Re: [PATCH] t4062: stop using repetition in regex

René Scharfe <l.s.r@xxxxxx> · Wed, 9 Aug 2017 08:15:59 +0200

Am 09.08.2017 um 07:29 schrieb Junio C Hamano:
> René Scharfe <l.s.r@xxxxxx> writes:
> 
>> Am 09.08.2017 um 00:26 schrieb Junio C Hamano:
>>> ... but in the meantime, I think replacing the test with "0$" to
>>> force the scanner to find either the end of line or the end of the
>>> buffer may be a good workaround.  We do not have to care how many of
>>> random bytes are in front of the last "0" in order to ensure that
>>> the regexec_buf() does not overstep to 4097th byte, while seeing
>>> that regexec() that does not know how long the haystack is has to do
>>> so, no?
>>
>> Our regexec() calls strlen() (see my other reply).
>>
>> Using "0$" looks like the best option to me.
> 
> Yeah, it seems that way.  If we want to be close/faithful to the
> original, we could do "^0*$", but the part that is essential to
> trigger the old bug is not the "we have many zeroes" (or "we have
> 4096 zeroes") part, but "zero is at the end of the string" part, so
> "0$" would be the minimal pattern that also would work for OBSD.

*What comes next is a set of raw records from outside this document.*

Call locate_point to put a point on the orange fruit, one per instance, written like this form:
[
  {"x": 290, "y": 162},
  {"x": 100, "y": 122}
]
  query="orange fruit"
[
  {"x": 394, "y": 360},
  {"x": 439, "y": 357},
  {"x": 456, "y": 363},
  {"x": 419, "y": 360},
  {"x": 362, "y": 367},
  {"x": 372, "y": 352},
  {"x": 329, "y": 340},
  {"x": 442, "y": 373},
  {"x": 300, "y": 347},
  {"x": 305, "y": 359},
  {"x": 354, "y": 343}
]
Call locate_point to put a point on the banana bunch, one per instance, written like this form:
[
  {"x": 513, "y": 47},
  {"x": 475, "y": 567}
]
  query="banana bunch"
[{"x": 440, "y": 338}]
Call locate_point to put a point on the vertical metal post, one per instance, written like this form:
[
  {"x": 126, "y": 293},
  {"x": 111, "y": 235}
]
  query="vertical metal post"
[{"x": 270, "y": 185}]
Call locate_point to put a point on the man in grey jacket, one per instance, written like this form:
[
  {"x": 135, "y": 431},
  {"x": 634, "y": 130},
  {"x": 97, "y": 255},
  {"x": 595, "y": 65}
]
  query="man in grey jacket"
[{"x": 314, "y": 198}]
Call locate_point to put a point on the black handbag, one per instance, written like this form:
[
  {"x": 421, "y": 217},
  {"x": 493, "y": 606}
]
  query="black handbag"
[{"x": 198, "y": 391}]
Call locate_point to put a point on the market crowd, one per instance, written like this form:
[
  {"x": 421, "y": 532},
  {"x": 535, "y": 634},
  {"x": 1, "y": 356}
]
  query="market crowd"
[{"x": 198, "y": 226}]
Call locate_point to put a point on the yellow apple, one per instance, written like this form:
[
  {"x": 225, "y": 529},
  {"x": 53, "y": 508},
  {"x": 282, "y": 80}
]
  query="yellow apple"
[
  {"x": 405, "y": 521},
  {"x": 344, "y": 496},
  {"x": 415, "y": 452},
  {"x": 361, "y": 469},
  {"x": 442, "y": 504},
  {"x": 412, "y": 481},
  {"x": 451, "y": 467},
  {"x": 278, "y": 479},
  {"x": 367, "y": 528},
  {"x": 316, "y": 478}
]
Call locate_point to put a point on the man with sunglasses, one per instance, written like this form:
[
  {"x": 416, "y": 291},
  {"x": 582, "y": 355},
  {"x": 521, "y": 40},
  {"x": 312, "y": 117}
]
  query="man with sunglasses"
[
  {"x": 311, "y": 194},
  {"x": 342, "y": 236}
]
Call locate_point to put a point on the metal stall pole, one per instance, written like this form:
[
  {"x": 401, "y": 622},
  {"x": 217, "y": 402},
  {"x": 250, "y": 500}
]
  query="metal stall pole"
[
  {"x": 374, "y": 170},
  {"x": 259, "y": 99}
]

Thought about it a bit more.

"^0{4096}$" checks if the byte after the buffer is \n or \0 in the
hope of triggering a segfault.  On Linux I can access that byte just
fine; perhaps there is no guard page.  Also there is a 2 in 256
chance of the byte being \n or \0 (provided its value is random),
which would cause the test to falsely report success.

"0$" effectively looks for "0\n" or "0\0", which can only occur
after the buffer.  If that string is found close enough then we
may not trigger a segfault and report a false positive.

In the face of unreliable segfaults we need to reverse our strategy,
I think.  Searching for something not in the buffer (e.g. "1") and
considering matches and segfaults as confirmation that the bug is
still present should avoid any false positives.  Right?

Thanks,
René